9 Happy shall they be who take your little ones
and dash them against the rock!

 This shocking ending is both negative (rare in the psalms) and gruesome.  It’s been composed after the fall of Jerusalem, during the Babylonian exile (v.1); the composer is ridiculed by his captors for his hope of restoration.  The first section (vs.1-3) narrates the scene, the second bit (vs. 4-6) pledges loyalty to Jerusalem, and in the last section (vs. 7-9) the psalmist details to God exactly what he thinks is an appropriate payback.  In the ancient world, it was a practical military policy (albeit an especially cruel and not-always-enforced one) to kill the babies and children of a people group in order to wipe out that nation’s existence and legacy.  Pharoah did it to the Hebrew people in Egypt, which is why Moses was hidden as a baby and sent to sail down the Nile.  The writer desires for all of the Babylonian culture, all its legacy and mark on the earth, to be wiped out.
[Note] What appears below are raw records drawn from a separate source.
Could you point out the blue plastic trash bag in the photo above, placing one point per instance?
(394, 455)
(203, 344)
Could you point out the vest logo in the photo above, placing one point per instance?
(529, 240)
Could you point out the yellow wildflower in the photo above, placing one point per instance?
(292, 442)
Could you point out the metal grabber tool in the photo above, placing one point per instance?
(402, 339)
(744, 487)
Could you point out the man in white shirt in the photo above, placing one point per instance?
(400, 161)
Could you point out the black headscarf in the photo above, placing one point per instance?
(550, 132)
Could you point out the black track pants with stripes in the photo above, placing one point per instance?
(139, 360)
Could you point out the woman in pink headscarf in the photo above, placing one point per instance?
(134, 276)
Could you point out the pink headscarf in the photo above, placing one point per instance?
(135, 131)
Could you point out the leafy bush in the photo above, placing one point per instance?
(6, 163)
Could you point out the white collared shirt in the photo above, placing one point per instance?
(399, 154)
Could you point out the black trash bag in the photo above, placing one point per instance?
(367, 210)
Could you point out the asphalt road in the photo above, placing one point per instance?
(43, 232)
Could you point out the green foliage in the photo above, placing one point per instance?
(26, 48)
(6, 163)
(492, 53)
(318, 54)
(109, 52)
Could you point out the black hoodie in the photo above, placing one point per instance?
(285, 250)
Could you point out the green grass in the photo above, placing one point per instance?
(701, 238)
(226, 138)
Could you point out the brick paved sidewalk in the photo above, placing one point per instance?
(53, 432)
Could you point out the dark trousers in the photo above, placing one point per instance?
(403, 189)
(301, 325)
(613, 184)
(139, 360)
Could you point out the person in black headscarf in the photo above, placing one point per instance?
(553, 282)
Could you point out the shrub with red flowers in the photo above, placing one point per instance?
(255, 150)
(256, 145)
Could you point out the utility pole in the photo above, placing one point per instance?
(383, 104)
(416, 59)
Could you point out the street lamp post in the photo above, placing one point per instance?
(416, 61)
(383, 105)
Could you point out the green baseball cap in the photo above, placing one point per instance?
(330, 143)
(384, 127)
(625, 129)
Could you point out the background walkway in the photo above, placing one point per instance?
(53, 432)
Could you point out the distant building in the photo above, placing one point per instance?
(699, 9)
Well, there’s no country called Babylon anymore, so maybe the psalmist got his wish.  I think there’s more to be mined here than that: looking at the psalm again and thinking about it from a perspective of “good guys” and “bad guys” or perhaps even “God’s people” and “the Evil one,” what is the Scripture saying to us?  We live now in the midst of evil, strangers in a strange land; this place is not our home.  We endure violence and struggle against our sin.  But someday, we will struggle no more, and we will endure no more evil; happy shall be the one who roots out the progeny of evil, killing off all hints of evil, burning away all darkness–rooting out its very babies, that it has no future.

Psalm 88

 A Song. A Psalm of the Korahites. To the leader: according to Mahalath Leannoth. A Maskil of Heman the Ezrahite.

1 O Lord, God of my salvation,
when, at night, I cry out in your presence,
2 let my prayer come before you;
incline your ear to my cry.

3 For my soul is full of troubles,
and my life draws near to Sheol.
4 I am counted among those who go down to the Pit;
I am like those who have no help,
5 like those forsaken among the dead,
like the slain that lie in the grave,
like those whom you remember no more,
for they are cut off from your hand.
6 You have put me in the depths of the Pit,
in the regions dark and deep.
7 Your wrath lies heavy upon me,
and you overwhelm me with all your waves.
Selah

8 You have caused my companions to shun me;
you have made me a thing of horror to them.
I am shut in so that I cannot escape;
9   my eye grows dim through sorrow.
Every day I call on you, O Lord;
I spread out my hands to you.
10 Do you work wonders for the dead?
Do the shades rise up to praise you?
Selah
11 Is your steadfast love declared in the grave,
or your faithfulness in Abaddon?
12 Are your wonders known in the darkness,
or your saving help in the land of forgetfulness?

13 But I, O Lord, cry out to you;
in the morning my prayer comes before you.
14 O Lord, why do you cast me off?
Why do you hide your face from me?
15 Wretched and close to death from my youth up,
I suffer your terrors; I am desperate.
16 Your wrath has swept over me;
your dread assaults destroy me.
17 They surround me like a flood all day long;
from all sides they close in on me.
18 You have caused friend and neighbour to shun me;
my companions are in darkness.

A pscyhologist was in the class and she observed, “This sounds like clinical depression.  The words that are used, the way it’s described–it’s practically textbook.”  She is exactly right; the psalmist wants to have hope, but can’t muster it.  There is nothing but darkness.  We have friends and loved ones who suffer depression, some of us have lost people to the illness.  Here in Scripture is preserved one experience of depression, perhaps to let us know that this may be a part of life on earth.  This sort of brokenness may not be solved on this side of Heaven.  We must admit that not all will be made well in advance of the end.  The psalmist reminds us of something very important in verses 10-12: “Do you work wonders for the dead?” he asks; “Is your steadfast love declared in the grave?” he challenges.  In Jesus Christ, and in the salvation God offers us through him, yes–God does work wonders for the dead; indeed, his steadfast love is declared exactly in the grave.  This does not provide a cure for depression, but we are given hope of healing, whether in this life, or the life to come.